The federation marked the publication of the report with a reception in the Houses of Parliament this morning.
MPs and councillors at the reception were told that house prices in the South East have risen three times faster than incomes over the past decade.
The average house price for Brighton and Hove in 2009 (£244,946) stood at nearly 12 times the average individual income (£20,925), according to the federation.
Even in the cheapest quarter of the market, homes cost an average of £164,000.
The federation added that the gross annual income needed for an average mortgage is £62,986.
It also pointed to more people turning to social housing, with 9,546 households in Brighton and Hove on waiting lists.

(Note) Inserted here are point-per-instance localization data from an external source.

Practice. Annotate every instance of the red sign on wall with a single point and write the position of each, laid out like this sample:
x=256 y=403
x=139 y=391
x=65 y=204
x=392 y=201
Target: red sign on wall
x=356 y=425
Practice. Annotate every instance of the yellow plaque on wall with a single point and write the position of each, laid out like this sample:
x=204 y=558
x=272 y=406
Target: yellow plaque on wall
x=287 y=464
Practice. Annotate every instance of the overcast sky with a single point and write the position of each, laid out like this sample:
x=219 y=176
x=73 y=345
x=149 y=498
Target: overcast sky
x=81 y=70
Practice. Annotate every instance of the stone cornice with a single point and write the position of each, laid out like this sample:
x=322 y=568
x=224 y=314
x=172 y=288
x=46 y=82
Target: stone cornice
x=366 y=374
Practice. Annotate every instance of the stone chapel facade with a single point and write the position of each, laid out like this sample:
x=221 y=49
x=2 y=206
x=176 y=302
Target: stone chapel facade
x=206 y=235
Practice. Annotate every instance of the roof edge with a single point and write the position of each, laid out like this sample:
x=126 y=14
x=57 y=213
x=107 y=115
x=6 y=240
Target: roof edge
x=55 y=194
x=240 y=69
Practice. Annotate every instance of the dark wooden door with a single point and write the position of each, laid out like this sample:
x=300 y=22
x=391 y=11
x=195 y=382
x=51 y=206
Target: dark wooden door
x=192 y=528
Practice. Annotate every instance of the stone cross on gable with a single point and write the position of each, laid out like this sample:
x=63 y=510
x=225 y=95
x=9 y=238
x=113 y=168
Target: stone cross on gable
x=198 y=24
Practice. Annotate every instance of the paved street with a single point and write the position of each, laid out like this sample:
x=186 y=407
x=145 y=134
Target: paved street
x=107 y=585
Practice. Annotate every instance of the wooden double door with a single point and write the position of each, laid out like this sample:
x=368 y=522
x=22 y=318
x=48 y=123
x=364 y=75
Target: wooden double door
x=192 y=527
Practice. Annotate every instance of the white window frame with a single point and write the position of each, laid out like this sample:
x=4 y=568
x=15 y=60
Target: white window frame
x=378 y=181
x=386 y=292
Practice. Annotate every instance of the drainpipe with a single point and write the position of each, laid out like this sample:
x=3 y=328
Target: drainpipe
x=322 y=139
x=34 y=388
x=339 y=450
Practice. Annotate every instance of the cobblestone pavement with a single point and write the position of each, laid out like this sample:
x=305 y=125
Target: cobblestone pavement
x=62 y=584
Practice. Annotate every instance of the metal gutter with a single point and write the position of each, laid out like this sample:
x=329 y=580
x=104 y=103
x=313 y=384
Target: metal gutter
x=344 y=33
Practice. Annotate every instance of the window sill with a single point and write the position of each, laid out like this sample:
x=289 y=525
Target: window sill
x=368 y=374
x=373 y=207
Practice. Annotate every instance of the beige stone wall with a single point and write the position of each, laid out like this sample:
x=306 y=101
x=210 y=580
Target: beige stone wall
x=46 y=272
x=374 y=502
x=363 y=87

This, said the federation, represented a 27.3 per cent increase in the past five years.
It cited government projections suggesting that almost 40,000 new households will form in the South East every year to 2031.
And it expressed concern about the government’s decision to ditch regional housebuilding targets.
It said that as a result, many homes that had been planned would not be built.
The federation urged the government to
- invest in the building of affordable housing at scale
- ensure the new planning system requires all local authorities to robustly assess housing need and meet it, incentivising local communities to build more homes
- give housing associations flexibility in asset management so they can raise more private funds to pay for homes and community services
- set up a commission to examine proposed housing benefit cuts and put in place safeguards to protect the poorest people.
Warren Finney, the federation’s South East regional manager, said: “Housing need across the South East is reaching desperate levels and Brighton and Hove is no exception.
“With the government bringing in sweeping changes, the axing of regional spatial strategies and the challenges of the current economic climate, the emphasis is increasingly being placed on local authorities to ensure housing needs in their areas are being properly assessed and met.
“We are calling on central government to continue to invest in affordable housing and are urging local authorities to keep it high on their agenda.
“It’s vital that they continue to work with their local housing associations to ensure the supply of affordable homes doesn’t dry up.
“As public sector funding gets tighter than ever housing associations are a key part of the solution to meeting housing need and delivering other vital community services.”
Mr Winter, chief executive of Brighton Housing Trust, said: “Brighton and Hove is characterised by high property prices with a quarter of all households living in the private rented sector.
“The government is in the process of creating a radical new welfare benefit system that will last for at least the next decade.
“It threatens to bring increases in rent and mortgage arrears and added pressure on families resulting in increased family breakdown.
“There will be a widening gap between those who will be comfortable in spite of austerity cuts, and the rest – the squeezed middle, the working poor, and those out of work.
“This won’t be a society at ease with itself.
“There is an urgent need for government to be clear about how the country is to tackle this existing housing crisis, let alone the prospects of a worsening situation caused by the austerity measures being introduced.
“Unless there is a massive increase in the building of affordable homes in Brighton and Hove there’s a real risk that we will see an alarming outward migration of people, many of whom were born and brought up here.”